E così per altri aspetti: sento dire che in questo Istituto commerciale e industriale l’apparato che è in uso a favore degli studenti, per quanto riguarda i banchi modello, i registri, la tenuta della contabilità, i conti di costo, è un apparato quale noi non ci sognavamo mai di avere. Quello che ho detto fino adesso non vuole però dire che l’insegnamento anche negli istituti tecnici debba sempre e soltanto essere un insegnamento cosiddetto pratico. Ricordatevi sempre – lo dico ai giovani – che non c’è nessun insegnamento migliore di quello che si abbia quando non si tende ad ottenere subito un risultato pratico. L’insegnamento vero è quello formativo, è quello che insegna ai giovani a ragionare, quello che insegna a capire quale sia il ragionamento buono e il ragionamento cattivo. Nella vita concreta, nella vita che condurrete poi in seguito, l’essere capaci a distinguere il vero dal falso, il ragionamento corretto dal ragionamento sbagliato, vi gioverà in tutti i casi; gioverà, non foss’altro, a scrivere le lettere, per coloro i quali saranno chiamati a tenere la corrispondenza di una ditta commerciale o di una ditta industriale, a tenere la corrispondenza in modo proprio e chiaro.
Perciò, quando io insegnavo all’Università e qualche giovane veniva a chiedermi l’argomento di una tesi di laurea, incominciavo a dirgli che l’argomento, in primo luogo, se lo doveva cercare nella sua testa, nei libri che aveva letto, o nei libri che avrebbe dovuto leggere; e come primo libro io gli indicavo non Montaigne, che è troppo lungo, ma I pensieri di Leopardi. Leggere i brevi pensieri di Leopardi – non più di un centinaio di pagine – e meditarli, serve sempre per la formazione mentale, serve per capire come si costruisce un periodo, come le parole vanno poste al loro luogo, come è opportuno – e necessario anzi – non usare una parola di più di quello che è necessario. Questo serve agli scrittori, i quali scrivono molte volte troppo a lungo; e oggi noi siamo costretti a leggere nelle colonne dei giornali corrispondenze le quali sono troppo lunghe, troppo sbrodolate, e hanno un contenuto troppo breve.

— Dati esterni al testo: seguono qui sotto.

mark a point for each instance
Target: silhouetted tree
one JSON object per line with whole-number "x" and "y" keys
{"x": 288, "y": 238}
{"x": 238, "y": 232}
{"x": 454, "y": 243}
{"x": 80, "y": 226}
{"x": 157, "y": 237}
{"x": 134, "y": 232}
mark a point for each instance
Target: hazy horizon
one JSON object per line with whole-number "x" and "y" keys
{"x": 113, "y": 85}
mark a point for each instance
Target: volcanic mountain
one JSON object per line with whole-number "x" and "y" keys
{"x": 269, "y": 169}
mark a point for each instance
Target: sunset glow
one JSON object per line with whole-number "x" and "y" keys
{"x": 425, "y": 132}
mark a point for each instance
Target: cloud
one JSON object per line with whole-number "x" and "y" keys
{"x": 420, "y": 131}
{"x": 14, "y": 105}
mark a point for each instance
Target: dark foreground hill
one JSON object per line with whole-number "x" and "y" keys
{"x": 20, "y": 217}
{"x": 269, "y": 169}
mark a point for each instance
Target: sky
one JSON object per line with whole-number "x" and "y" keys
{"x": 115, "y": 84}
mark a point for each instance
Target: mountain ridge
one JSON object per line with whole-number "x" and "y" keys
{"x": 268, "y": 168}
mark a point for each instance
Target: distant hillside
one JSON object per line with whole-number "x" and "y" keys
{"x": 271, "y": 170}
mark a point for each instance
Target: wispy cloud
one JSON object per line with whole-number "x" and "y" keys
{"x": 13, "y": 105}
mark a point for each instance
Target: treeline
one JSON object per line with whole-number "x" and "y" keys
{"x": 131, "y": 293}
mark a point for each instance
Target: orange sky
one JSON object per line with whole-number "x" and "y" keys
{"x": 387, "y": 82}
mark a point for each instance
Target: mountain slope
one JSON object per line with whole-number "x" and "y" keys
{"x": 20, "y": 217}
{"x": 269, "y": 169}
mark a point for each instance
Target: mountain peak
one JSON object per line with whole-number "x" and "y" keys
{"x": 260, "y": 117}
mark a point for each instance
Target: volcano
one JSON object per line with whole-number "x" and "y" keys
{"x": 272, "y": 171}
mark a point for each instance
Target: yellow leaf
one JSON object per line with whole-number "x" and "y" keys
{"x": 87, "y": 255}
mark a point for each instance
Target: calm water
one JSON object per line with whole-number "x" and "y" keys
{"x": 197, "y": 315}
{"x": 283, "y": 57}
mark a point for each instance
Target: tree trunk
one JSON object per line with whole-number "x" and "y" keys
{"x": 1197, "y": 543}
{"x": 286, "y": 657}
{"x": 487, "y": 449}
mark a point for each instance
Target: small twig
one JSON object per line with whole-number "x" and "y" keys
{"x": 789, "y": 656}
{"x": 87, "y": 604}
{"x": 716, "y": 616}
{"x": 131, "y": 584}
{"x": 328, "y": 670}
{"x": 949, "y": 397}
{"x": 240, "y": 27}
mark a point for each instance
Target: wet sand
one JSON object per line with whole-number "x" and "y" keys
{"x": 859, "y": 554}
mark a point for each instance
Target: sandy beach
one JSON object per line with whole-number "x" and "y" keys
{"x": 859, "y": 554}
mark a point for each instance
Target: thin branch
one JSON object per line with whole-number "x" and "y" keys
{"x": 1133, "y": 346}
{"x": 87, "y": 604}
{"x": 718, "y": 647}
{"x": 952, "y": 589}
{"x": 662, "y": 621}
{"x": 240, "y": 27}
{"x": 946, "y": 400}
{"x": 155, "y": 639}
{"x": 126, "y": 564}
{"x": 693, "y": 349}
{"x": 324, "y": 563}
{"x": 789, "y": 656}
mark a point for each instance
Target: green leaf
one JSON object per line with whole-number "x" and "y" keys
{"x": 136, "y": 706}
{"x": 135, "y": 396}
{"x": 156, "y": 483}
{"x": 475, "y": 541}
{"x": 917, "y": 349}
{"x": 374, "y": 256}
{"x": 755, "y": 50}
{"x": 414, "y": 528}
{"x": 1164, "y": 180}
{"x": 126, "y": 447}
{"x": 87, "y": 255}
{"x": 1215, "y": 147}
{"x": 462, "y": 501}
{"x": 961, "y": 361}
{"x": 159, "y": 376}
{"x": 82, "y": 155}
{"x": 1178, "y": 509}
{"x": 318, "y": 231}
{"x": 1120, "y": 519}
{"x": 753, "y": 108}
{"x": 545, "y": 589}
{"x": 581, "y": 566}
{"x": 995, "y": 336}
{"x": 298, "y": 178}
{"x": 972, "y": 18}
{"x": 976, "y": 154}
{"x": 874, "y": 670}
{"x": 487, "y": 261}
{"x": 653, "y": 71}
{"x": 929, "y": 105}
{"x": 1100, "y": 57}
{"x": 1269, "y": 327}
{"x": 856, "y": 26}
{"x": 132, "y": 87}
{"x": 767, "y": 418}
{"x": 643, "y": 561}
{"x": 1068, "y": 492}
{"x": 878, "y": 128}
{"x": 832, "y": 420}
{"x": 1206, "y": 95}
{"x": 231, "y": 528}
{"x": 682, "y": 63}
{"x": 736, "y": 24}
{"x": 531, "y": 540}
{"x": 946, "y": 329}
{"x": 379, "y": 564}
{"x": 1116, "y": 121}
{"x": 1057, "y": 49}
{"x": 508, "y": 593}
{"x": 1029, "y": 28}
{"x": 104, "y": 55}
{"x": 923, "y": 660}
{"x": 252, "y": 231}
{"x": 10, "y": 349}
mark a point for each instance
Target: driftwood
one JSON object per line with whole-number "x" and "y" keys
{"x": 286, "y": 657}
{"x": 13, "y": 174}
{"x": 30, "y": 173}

Ma serve anche per voialtri, quando dovrete appunto rispondere a un corrispondente, e dovrete rispondere usando le parole più appropriate, e non una parola più dell’altra, e non un aggettivo inutile; serve in tutti i casi nella vita. L’insegnamento più fruttifero, – non dico il più fruttifero perché anche l’insegnamento pratico è necessario -, l’insegnamento il quale serve a utilizzare tutte le cose concrete che voi imparerete, è soprattutto l’insegnamento logico, quello che insegna a sapere come si deve formulare un ragionamento e come si deve giudicare il ragionamento degli altri. Dopo tutto, io penso di aver persino abusato della vostra pazienza, ma ho creduto opportuno di ricordare in questa sede anche un insegnamento che mi è sempre rimasto dinanzi agli occhi e mi è rimasto sempre vantaggioso.